Heineken, the company that brews Newcastle, has announced that it’s going to change its recipe for the world famous beer. According to the Telegraph, the current Newcastle recipe relies on a caramel coloring agent to give the beer its distinctive brown color. However, outcries from consumer groups—prompted by an initial outcry from The Food Babe—have raised concerns about a potential carcinogen in 4-methylimidazole (4-MEI), a chemical compound found in caramel coloring.
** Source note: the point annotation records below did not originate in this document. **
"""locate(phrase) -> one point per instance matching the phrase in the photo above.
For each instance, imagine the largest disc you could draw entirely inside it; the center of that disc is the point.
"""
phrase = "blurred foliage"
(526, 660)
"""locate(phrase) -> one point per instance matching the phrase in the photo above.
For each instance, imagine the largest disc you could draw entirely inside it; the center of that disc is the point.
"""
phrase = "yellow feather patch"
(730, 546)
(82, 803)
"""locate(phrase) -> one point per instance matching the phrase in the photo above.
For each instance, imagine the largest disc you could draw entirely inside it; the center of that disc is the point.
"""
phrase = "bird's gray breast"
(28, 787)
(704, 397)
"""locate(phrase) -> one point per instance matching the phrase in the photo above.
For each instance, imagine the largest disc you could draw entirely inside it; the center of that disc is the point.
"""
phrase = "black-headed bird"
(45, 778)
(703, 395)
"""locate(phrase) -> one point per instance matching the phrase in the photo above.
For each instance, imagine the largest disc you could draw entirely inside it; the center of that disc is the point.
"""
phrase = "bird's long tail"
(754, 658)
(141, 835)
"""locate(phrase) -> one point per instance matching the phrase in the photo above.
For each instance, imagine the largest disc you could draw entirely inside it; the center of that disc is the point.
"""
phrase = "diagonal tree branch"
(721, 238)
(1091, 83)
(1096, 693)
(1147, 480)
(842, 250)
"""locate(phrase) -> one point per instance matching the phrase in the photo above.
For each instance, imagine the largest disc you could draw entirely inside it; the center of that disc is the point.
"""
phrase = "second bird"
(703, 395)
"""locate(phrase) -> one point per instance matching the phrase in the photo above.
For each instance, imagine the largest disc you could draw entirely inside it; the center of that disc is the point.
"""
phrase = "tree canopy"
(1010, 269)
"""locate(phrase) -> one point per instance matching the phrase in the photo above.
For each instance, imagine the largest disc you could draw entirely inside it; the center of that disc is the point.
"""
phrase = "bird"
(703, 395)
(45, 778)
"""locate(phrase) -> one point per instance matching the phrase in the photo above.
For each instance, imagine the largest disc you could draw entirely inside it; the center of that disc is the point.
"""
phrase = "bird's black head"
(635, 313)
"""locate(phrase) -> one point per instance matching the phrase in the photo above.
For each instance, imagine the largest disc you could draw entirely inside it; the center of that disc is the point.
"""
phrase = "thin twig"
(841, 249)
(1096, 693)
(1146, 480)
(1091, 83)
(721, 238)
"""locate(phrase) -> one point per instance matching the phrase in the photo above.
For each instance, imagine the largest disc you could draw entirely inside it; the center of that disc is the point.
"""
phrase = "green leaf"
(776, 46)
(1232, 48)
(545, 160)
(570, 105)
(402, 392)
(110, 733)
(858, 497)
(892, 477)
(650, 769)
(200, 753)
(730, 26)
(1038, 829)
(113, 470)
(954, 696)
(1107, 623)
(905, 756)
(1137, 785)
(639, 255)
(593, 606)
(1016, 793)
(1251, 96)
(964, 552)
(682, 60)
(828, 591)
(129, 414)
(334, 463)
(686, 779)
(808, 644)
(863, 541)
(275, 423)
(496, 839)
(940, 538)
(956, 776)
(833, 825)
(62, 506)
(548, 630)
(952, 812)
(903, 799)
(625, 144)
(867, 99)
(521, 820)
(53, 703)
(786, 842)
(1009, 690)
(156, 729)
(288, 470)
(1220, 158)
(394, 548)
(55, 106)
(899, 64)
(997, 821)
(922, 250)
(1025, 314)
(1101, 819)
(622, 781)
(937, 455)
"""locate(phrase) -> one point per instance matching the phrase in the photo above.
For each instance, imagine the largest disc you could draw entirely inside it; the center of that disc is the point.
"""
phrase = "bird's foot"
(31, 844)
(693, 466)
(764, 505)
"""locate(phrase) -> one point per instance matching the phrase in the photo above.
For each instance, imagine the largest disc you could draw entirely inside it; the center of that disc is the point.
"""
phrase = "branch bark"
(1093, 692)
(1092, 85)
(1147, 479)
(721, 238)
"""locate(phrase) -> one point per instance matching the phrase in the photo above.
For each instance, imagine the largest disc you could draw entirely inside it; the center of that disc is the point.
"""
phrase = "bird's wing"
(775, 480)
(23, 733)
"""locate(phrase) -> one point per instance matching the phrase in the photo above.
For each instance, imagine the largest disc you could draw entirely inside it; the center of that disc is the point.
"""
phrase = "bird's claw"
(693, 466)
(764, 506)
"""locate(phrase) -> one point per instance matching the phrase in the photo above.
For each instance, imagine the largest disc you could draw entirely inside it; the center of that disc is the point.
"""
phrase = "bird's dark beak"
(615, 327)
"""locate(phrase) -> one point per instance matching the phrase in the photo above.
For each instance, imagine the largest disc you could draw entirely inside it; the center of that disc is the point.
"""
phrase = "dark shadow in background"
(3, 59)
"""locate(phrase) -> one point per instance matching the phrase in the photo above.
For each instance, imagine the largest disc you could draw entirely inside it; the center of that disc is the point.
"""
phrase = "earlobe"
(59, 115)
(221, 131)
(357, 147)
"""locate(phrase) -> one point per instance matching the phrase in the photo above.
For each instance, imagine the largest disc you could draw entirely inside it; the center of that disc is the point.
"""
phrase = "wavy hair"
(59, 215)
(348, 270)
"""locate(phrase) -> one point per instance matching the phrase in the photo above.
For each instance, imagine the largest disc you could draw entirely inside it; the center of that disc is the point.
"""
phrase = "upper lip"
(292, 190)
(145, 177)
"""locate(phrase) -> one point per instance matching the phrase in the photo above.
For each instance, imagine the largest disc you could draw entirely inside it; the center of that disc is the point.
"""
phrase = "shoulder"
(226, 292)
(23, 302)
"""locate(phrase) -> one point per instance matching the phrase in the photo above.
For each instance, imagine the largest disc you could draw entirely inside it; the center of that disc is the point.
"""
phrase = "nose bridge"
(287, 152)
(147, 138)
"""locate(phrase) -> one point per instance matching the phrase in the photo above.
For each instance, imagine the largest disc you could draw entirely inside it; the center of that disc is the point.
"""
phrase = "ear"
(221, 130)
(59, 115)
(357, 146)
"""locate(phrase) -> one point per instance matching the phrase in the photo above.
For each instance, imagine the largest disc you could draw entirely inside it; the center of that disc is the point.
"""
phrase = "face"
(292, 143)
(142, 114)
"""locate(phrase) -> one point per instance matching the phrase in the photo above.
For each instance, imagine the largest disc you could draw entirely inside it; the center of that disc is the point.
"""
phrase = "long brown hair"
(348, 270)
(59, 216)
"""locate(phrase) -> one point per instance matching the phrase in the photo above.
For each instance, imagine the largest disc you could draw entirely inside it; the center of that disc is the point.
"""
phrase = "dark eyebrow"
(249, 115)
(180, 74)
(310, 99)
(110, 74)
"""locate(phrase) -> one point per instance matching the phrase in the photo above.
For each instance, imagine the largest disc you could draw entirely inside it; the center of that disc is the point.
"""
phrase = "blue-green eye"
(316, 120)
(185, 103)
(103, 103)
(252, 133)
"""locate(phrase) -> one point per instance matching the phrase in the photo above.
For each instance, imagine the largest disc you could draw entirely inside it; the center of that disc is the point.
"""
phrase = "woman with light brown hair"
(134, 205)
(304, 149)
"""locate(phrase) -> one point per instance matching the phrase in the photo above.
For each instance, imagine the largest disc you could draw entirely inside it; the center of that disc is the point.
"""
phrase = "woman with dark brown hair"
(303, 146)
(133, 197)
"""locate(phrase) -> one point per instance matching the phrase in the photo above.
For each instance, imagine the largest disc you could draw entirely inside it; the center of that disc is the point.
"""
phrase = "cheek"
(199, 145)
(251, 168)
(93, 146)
Photo: Newcastle Brown Ale
A Heineken spokesman told the Telegraph,
“We are in the process of changing our recipe for Newcastle Brown Ale and it will no longer include caramel colouring. The amount used in Newcastle Brown Ale is well within the recommended safe levels set by these bodies.
However, we listened to consumer concerns that have been expressed, particularly in the USA, and chose to review our recipe. We will now achieve the distinctive coloring and flavor of Newcastle Brown Ale, that our consumers enjoy, by using roasted malts instead.”
This could actually be great news for beer purists (regardless of the 4-MEI issue) because traditional brewing methods rely on roasted malts for color, not food coloring added after the fact. Craft brewers often list their individual malt choices (among other ingredients) as a point of pride.
Beer expert Alistair Gilmore seems to agree. He told the Telegraph,
“It is absolutely possible for them to maintain the taste and appearance of the beer by changing the coloring. It should be exactly the same. Some people say they have changed the ingredients over the years but I’m not sure whether they have or not.
People say it does not taste the same as it used to. This could be a mixture of nostalgia, modern brewing techniques or the change in water.”
The BBC notes that other drinks manufacturers, including Coke and Pepsi, have already cut their usage of 4-MEI to color drinks following studies that linked the substance to cancer in lab mice and rats. Also, it’s worth noting that California officially put 4-MEI on its list of carcinogens.
One thing’s for sure: between this and the company’s #NewcastleBandOfBrands campaign (featuring indie darling and official voice of Grumpy Cat, Aubrey Plaza), no one can claim this classic British brand doesn’t care what America thinks.